On the returned proxy, you call a method, which is a method you know to exist in the target (self). The proxy is set up so that, because it knows about the target already, it can 'fake' the existence of that method within itself. When you call that method, it freezes it and all its arguments into an NSInvocation which is stored by the NSUndoManager. The arguments are retained.
> This gave me a glimmer of hope to explain what's going on. If in my method I allocate an
> object (see the Part 1 code in my 2nd post), save a pointer to the object in the local variable
> 'unsortedArray', pass the pointer to -prepareWithInvocationTarget:, then exit the method, my pointer
> is gone. If I haven't kept a copy of the pointer (say in an NSDocument instance variable)
> -prepareWithInvocationTarget: (or the instance of NSUndoManager or whatever) is now sole
> owner of the pointer.
No, you don't pass the pointer to -prepareWithInvocationTarget:, see above. You pass the pointer as an argument to a method of the target which is actually invoked on the NSProxy.
This isn't as complicated as it sounds. But the distinction is important, because the proxy converts the method call to an invocation, and the invocation retains the arguments. So yes, that means that the undo manager does take ownership of the arguments, because it owns the invocations.
By the way, while none of this is especially transparent in NSUndoManager, you can follow the code in my GCUndoManager, which uses different structures but works similarly.
> Recall that, after I fixed my @property, my code appears to work properly. Ignoring the fact that
> I don't know any way to verify that the object is actually being deallocated at NSDocument dealloc time,
> I conclude that NSUndoManager and -prepareWithInvocationTarget: must be designed to retain and
> release objects passed to them as needed to provide undo functionality.

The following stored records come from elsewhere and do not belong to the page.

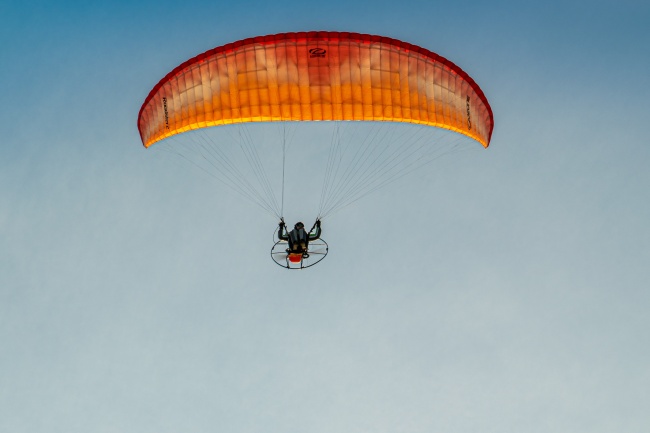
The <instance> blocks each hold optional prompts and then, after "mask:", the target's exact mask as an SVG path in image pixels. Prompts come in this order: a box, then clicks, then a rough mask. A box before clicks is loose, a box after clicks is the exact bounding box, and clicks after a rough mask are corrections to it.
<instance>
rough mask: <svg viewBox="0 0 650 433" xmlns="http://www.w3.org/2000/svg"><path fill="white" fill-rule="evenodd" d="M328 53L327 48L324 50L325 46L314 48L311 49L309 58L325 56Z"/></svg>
mask: <svg viewBox="0 0 650 433" xmlns="http://www.w3.org/2000/svg"><path fill="white" fill-rule="evenodd" d="M326 53H327V50H324V49H323V48H312V49H311V50H309V58H310V59H313V58H314V57H325V54H326Z"/></svg>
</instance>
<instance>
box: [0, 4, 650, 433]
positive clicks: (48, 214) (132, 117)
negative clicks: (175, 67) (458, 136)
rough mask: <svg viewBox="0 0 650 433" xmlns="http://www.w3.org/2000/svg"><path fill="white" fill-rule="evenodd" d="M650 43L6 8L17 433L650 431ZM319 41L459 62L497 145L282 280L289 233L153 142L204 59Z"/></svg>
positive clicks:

As Graham says: "it
> follows the rules for ownership of objects, so by and large does the 'right thing'."
You are not required to verify it. (Though you may do so using the memory tracing tools). You only need to follow the rules, and understand that the undo manager also follows the rules. When everyone follows the rules, the need to verify and check ownership disappears - you can take it as read that correct memory management is performed. In other words you only need to concentrate on ensuring YOUR code follows the rules - the frameworks can be assumed to.
> There's appears to be only one problem remaining: this behavior is not documented anywhere I can
> find. In fact, Apple's 'Undo Architecture' implies just the opposite: "An NSUndoManager object does
> not retain the targets of undo operations."
That's because you are confusing the target of the undo operation (not retained) with the arguments to the undo invocation (retained).
The documentation is not required to state that any particular class follows the MM rules - all classes can be assumed to. Only exceptions to the standard rules need to be documented.